Despite speculation about a major change to search, Google points out that any changes will be slow. When I asked Zoubin Ghahramani, vice president of research at Google AI, how AI will transform Google Search, his answer is something anti-climate.

“I think it will be gradual,” Ghahramani says. “That may sound like a lame answer, but I think it just matches reality.” He admits that already “there are things you can put in the Google box, and you’ll just get an answer. And over time, you basically get more and more of those things.” But he is also careful to say that the search box “should not be the end, it should be just the beginning of the search journey for people.”

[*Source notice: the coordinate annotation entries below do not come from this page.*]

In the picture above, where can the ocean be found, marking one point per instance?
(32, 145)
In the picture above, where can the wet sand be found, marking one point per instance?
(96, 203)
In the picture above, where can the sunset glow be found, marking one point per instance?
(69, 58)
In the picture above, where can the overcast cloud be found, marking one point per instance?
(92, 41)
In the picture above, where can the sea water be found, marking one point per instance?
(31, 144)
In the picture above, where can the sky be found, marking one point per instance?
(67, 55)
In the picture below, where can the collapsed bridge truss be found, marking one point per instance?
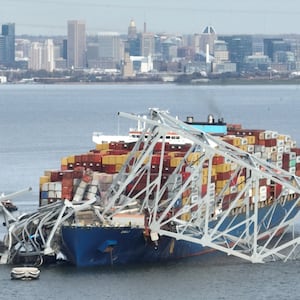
(183, 202)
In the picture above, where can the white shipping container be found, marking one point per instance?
(280, 143)
(250, 148)
(52, 194)
(262, 190)
(292, 170)
(268, 135)
(51, 186)
(77, 198)
(57, 186)
(80, 191)
(83, 184)
(257, 154)
(93, 189)
(259, 148)
(244, 141)
(45, 187)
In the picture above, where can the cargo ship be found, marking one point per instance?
(131, 187)
(171, 189)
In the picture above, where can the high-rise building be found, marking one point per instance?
(35, 59)
(42, 56)
(207, 39)
(132, 34)
(147, 44)
(48, 56)
(239, 47)
(105, 51)
(7, 44)
(76, 48)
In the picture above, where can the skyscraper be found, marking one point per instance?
(76, 48)
(7, 47)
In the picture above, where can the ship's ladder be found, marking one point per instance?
(238, 216)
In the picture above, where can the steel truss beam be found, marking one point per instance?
(248, 227)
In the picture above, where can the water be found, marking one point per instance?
(41, 124)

Currently, Ghahramani says that Google is focusing on a number of key criteria for evaluating its AI products, namely quality, security and basicity. “Quality” refers to how important the answer is; “safety” refers to the potential for the model to say harmful or toxic issues; while “groundedness” is whether or not the system makes information.

These are basically unresolved issues, however, and until AI systems become more manageable, Ghahramani says Google will be cautious about applying this technology. He emphasizes that “there is a big gap between what we can build as a research prototype [and] then what can actually be deployed as a product. ”

There is a differentiation that must be taken with some skepticism. Just last month, for example, Google’s latest AI-enabled “help-writing” feature was rolled out to users who immediately found problems. But it is clear that Google strongly wants this technology to work and is currently working on its problems – one test application at a time.